The Octoroon opened at a particularly charged time in US and New York City history. The timing of the New York opening of a melodrama featuring a mixed-race enslaved heroine was both risky and audacious.
John Brown's raid on Harper's Ferry had taken place two months earlier on October 16; John Brown was executed for leading that insurrection against slavery on December 2.
Pro-South democrat Fernando Wood was elected mayor of New York City on December 6, the same day that The Octoroon opened at the Winter Garden Theatre. Critical reaction to the play was immediate and extreme. For some of Boucicault's white American critics, like the anonymous reviewer from the pro-Democrat New York paper, Spirit of the Times, the prospect of Zoe and George's proposed interracial marriage was exceptionally inflammatory.
The New York Herald editorial entitled "Abolition On and Off the Stage" that we show here was published the day before the opening night, describing the play as a "work of disunion and treason." (James Gordon Bennett], "Abolition On and Off the Stage," (editorial), New York Herald, December 5, 1859, 6).
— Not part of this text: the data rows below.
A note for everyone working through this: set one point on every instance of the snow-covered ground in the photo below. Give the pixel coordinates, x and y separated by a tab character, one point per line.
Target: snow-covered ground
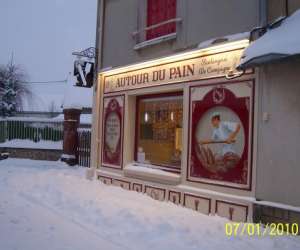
47	205
22	143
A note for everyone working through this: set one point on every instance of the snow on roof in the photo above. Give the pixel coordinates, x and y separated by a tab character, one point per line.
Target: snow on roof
224	39
276	43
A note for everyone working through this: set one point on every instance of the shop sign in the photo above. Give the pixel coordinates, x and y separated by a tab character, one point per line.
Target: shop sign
202	67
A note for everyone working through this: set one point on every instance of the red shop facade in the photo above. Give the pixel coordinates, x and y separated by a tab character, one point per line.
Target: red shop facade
181	129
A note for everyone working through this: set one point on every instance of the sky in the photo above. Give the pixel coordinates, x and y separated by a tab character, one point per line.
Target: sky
41	35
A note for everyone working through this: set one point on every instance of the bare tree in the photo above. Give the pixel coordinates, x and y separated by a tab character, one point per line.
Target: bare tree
13	89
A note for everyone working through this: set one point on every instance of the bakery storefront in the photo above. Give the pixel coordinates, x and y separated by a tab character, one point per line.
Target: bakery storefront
180	129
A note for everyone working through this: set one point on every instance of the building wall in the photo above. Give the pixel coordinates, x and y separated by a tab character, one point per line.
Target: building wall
277	8
201	20
278	169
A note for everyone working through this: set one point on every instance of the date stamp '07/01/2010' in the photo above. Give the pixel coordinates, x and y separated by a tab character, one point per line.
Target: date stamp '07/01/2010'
257	229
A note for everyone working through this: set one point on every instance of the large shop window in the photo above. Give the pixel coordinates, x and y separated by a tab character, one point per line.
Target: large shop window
159	130
159	11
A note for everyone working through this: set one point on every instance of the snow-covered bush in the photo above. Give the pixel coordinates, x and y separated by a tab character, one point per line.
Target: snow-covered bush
13	89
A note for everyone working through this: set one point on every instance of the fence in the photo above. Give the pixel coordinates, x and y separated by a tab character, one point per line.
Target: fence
38	130
84	147
33	130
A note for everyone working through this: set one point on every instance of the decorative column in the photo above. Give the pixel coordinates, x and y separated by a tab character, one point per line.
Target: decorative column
70	144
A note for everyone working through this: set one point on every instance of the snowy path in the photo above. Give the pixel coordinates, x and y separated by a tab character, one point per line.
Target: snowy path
46	205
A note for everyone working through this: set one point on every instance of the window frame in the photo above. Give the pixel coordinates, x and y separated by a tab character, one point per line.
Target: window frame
169	168
140	34
169	21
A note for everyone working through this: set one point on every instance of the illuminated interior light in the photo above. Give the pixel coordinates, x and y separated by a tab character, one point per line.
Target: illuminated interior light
146	117
180	56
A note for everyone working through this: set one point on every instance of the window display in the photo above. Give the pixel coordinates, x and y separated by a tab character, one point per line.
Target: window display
159	130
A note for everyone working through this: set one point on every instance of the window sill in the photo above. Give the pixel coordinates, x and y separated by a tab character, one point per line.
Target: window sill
148	173
154	41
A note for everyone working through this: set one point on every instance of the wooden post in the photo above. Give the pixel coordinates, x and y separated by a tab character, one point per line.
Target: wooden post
70	144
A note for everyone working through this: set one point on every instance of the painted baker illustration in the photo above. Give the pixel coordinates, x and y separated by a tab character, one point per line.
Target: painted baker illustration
225	134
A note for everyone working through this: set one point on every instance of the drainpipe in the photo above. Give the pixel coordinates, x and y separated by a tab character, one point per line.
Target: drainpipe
263	13
95	144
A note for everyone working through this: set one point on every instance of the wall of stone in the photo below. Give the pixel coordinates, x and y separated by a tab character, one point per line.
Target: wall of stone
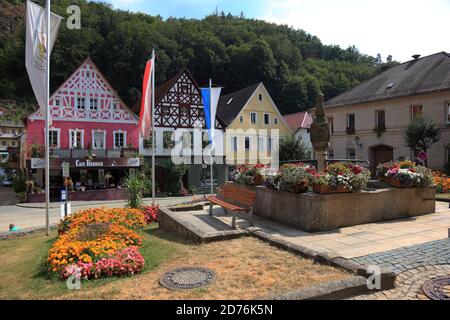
315	212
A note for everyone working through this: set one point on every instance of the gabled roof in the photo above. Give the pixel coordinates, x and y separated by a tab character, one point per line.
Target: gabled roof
299	120
231	104
424	75
162	90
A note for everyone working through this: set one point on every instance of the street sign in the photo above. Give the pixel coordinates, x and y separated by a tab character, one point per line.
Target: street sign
66	170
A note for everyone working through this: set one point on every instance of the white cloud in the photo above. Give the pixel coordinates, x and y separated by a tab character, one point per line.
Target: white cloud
398	27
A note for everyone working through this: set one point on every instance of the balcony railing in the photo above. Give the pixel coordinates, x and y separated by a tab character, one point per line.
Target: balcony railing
83	153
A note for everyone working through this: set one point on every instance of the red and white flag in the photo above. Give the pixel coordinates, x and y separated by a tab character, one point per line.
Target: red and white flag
145	118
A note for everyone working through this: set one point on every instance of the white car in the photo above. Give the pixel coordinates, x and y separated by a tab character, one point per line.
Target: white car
7	182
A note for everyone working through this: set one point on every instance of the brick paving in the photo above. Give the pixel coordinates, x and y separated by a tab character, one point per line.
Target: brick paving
409	284
400	260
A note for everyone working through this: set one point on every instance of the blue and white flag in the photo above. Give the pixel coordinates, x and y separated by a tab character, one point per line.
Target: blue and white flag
210	101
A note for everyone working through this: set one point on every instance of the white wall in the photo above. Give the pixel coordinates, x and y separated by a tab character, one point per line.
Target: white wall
398	117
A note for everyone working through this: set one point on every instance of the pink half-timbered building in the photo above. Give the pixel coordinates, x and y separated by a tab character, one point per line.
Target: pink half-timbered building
91	128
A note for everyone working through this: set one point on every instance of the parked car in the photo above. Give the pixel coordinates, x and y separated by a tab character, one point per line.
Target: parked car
7	182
But other reviews were equivocal, for example, the New York Times in a December 15, 1859 review declared that the play was a "cleverly-constructed, perfectly impartial, not to say non-committal picture of life as it is in Louisiana.”
Robertson's sympathetic portrayal of an enslaved mixed-race woman seemed to fuel the controversy and she later recounted that she had been "solemnly warned that if I attempted to play this auction scene I should be shot as I stood on the table to be sold." ("A Splendid Record: Mrs Dion Boucicault," The Sketch, May 16, 1894, 146). Seemingly as a result of this threat (though Boucicault had been attempting to break their contract with the Winter Garden), Boucicault and Robertson, by 14 December had left the Winter Garden altogether, although for several months the play continued to be performed there and in several other theatres in New York during the 1859-60 season.